Bioinformatics and Protein Evolution

“Nothing in bioinformatics makes sense except in the light of evolution”, by Paul G. Higgs and Teresa K. Attwood, in adaptation of the famous Theodosius Dobzhansky’s remark.

Have you notice that the most fundamental procedures in bioinformatics rely on sequence search and alignment? When amino acid sequences are aligned, scoring systems are used to measure the likelihood of mutational events. These scoring systems are based on evolutionary models that try to estimate the evolutionary distance between the sequences.

Interestingly, proteins are composed of small secondary structure elements (or small domains, in larger proteins), which are continuous sections of the sequence that fold into fairly well-defined 3D structures. Therefore, homology (divergent evolution), duplication and reshuffling of these small elements are a very useful way of evolving new complex proteins.

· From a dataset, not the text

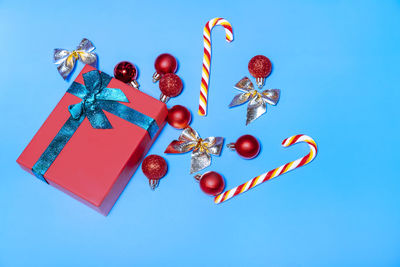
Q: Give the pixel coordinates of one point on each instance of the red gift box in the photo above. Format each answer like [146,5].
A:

Two interesting facts about proteins enhance the importance of the study of protein evolution:

  • Protein secondary structure tends to be conserved throughout evolution;

  • Distantly related proteins have relative conserved structures;

The main message here is that evolutionary ideas underlie many of the methods used in bioinformatics, such as sequence alignments, identifying families of proteins, and establishing homology between proteins in different organisms. Moreover, in order to create reliable information resources for protein sequences, structures, and domains, we need to have a good understanding of protein evolution.